The silence grew deeper with the dusk, and he
followed it with his mind, trying to guess the exact center point
between the night and the day, the precise moment when the day sounds
were completely gone. Like a stone thrown in the air; there had to be
a moment of perfect rest before it began to come down. He was
convinced that between the night and the day there must be an instant
of perfect rest, when all life ceased. A hundred times he had tried
to discover it in the dusk, and always failed.

By the river bank a frog croaked, and the old man
grimaced. The night sounds had begun. He had missed it again. But he
thought he had come closer this night than ever before; it was a
half-victory.

In a few minutes the dark was full of sound and life
around him. They were coming out quickly now, as though the frog had
been a guard to announce the freedom of the night. As he went back to
the little stack of wood he had gathered he heard the rustling of
small scurryings and movings in the cottonwoods. Alight breeze had
come up, and the grasses of the meadow swung gently back and forth in
ranks.

Good moon, too, he thought. Lopsided and red, almost
full, hanging swollen just over the eastern peaks. Five minutes and
it would be small and pale, riding fast to the top of the sky. For
some reason his favorite moon had always been the lopsided one. There
was an absurdity about it that pleased him—a little off-balance,
looking as though it were about to tip over.

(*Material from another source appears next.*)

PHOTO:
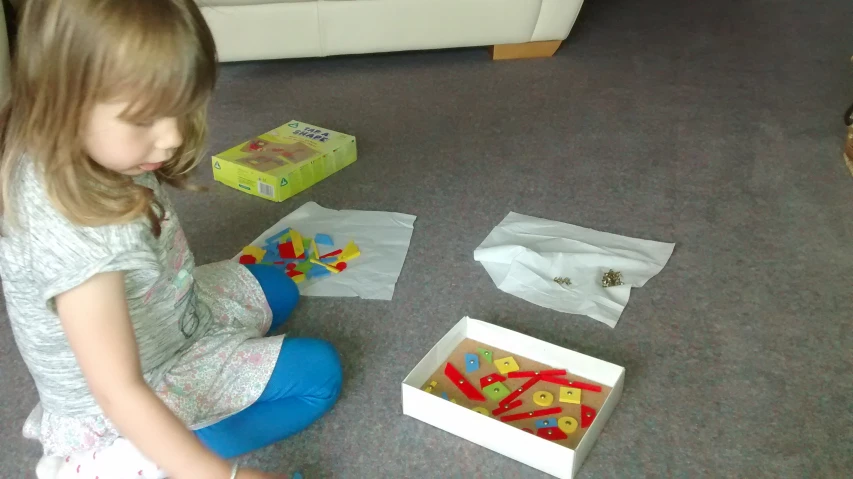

As he watched, he saw a thing he loved; the silent,
ghostly swoop of an owl across the smoky red face of the moon. It was
the silence of it that made him wonder. Strong wings beating, that
should have made a thundering in the night. But there was nothing.
All other birds were coarse and unlovely with their flappings and
clumsiness. Some of them could glide with a certain grace; but none
flew like the owl, in silent dignity and solitude.

Gradually the moon lost its fire and turned cold and
silver. The light of it streamed across the surface of the
swift—running stream, broken and shattered and carried away by the
infinity of currents and counter-currents that roiled the surface.
The brilliance darted and flickered along the ripples faster than his
eye could follow. When he had stared at it long, his eyes went out of
focus, and there was nothing but the swirling, mingling patches of
brightness. Haloed brilliance independent of moon and water; light
alone, existing and dancing in the deep blackness of the night,
dancing to its own unheard music.

At last he sighed and shook his head. "
Wagh!
Moon-doggin' again."

But he was beginning to feel better, just the same.
Silliness, nothing had changed in the world around him, but he was
beginning to feel calm.

" 'Nother couple days I ought t' be feelin'
right peart," he said aloud.

It was good to be back
again. And with the best of omens, too, the flight of the owl, the
good moon. Everything was going to be clean and pretty. It was going
to work out all right.

***

The pre-dawn light was a brilliant overcast. The
meadow and its bordering trees glowed with a light of their own. The
sky itself was softly luminous, shading evenly and gently from east
to west. The cool, diffuse light was wholly neutral. Objects were not
seen by light and shadow, as in full sun, but simply by their form,
illuminated softly from all directions at once.

He woke more quickly this morning, and was satisfied
to observe it. He was coming back to life again, once away from the
numbing and dulling influence of man and his doings.